Esther Gokhale's hunt for perfect posture
Monday, July 27, 2009
Esther Gokhale is not a stalker, but she has pursued hundreds, even thousands of people around the world, mimicking their body alignment and walking style until her shadow matched theirs. She has studied men and women in isolated African, Brazilian and Indian villages where back pain is virtually unknown, despite long hours spent harvesting, weaving, cooking and toting heavy loads.
What she learned inspired her to open the Esther Gokhale Wellness Center in Palo Alto a decade ago, to help others better understand the difference proper posture can make.
Over the years, she has become a "back whisperer" of sorts, winning over tech execs at Google and Cisco Systems, Stanford academics, working moms and medical doctors - including one who described her as "nothing less than the Michael Pollan of posture."
While many are quick to blame stress, sedentary lifestyles and biology for back pain - she found a simpler answer: We have forgotten how natural posture looks and feels.
Even Gokhale, who was born and raised in India and spent summers in yoga ashrams and began teaching yoga as a teenager, was not immune to back pain.
"Yoga teachers in India did not notice my sway back," she says. "I was extremely flexible, but not quite in the right place."
After her first pregnancy, at 26, severe pain finally resulted in spinal disc surgery.
That experience spurred Gokhale, who studied biochemistry at Harvard and Princeton and acupuncture at the San Francisco School of Oriental Medicine, to take an anthropologist's approach to finding a better way to treat - and ideally prevent - back pain.
In her light-filled Wellness Center, photos of men, women and children she has studied on her global treks line the walls, statues from India cluster on bookshelves, and mobiles of tiny figures from Africa hang from the ceiling all illustrating one of Gokhale's primary beliefs about posture: It's all about the pelvis.
"Ducky butt, not tucky butt," she said, "Picture Donald Duck." She knows her admonition to "get our behinds behind us," contradicts the "tuck your tailbone" instructions of many yoga, dance and fitness teachers; but as a 30-year yoga instructor, she is convinced of its effectiveness.

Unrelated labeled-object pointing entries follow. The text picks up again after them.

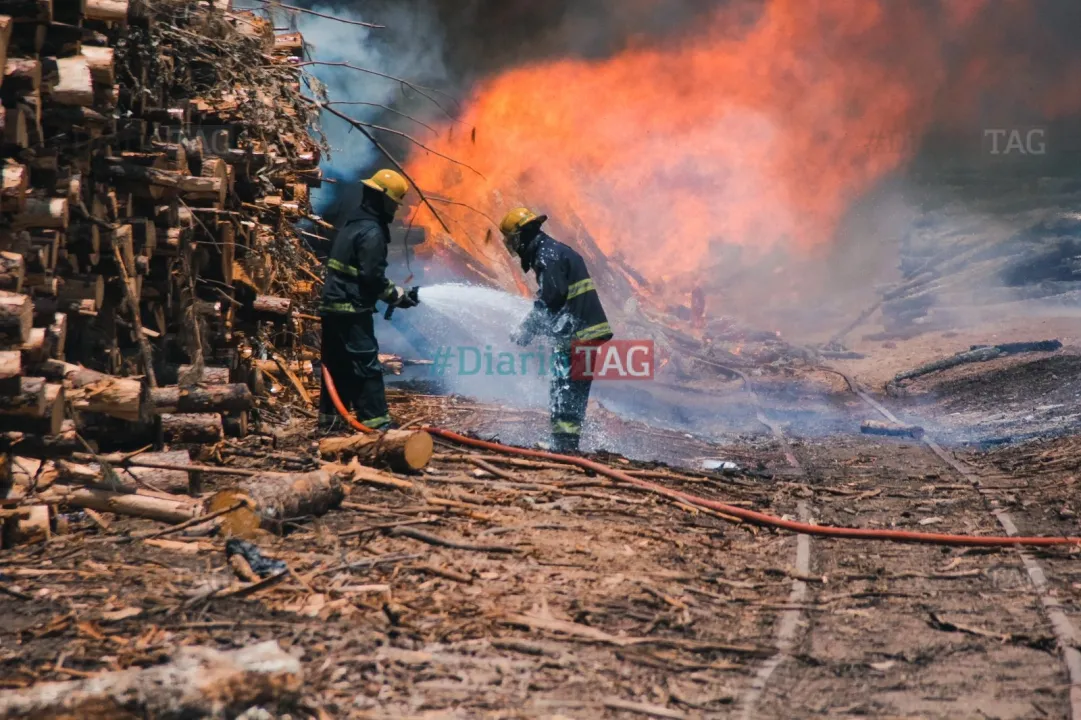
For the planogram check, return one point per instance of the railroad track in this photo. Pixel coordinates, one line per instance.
(1065, 631)
(788, 622)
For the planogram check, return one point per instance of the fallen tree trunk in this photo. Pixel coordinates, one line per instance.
(270, 500)
(979, 355)
(31, 444)
(201, 399)
(893, 429)
(133, 477)
(137, 505)
(271, 305)
(29, 400)
(209, 375)
(16, 318)
(191, 428)
(403, 451)
(116, 397)
(198, 682)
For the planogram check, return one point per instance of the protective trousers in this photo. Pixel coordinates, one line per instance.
(351, 355)
(568, 399)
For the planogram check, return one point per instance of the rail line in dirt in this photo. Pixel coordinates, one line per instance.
(1065, 632)
(788, 623)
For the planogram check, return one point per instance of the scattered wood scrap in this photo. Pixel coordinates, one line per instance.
(197, 682)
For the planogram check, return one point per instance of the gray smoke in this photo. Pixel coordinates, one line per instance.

"Tucked tailbones create depressed postures, rounding the shoulders and upper back," she says. "Like a dog when it's anxious, with its tail between its legs. Better structure means less pain, more confidence in your health. You look better and people respond to you differently."
It may sound simple, but for many Western bodies, it is not intuitive, which is why Gokhale holds sessions of six weekly classes or three-day intensive classes (both $450) where she practices her three-pronged approach to perfecting posture - showing, demonstrating and repositioning with gentle hands-on manipulation. Single sessions ($165) and Skype classes are available, and she offers free classes at schools for teachers and students.
"I really want to reach this audience, " she said. "Good posture can alter the trajectory of a young person's life."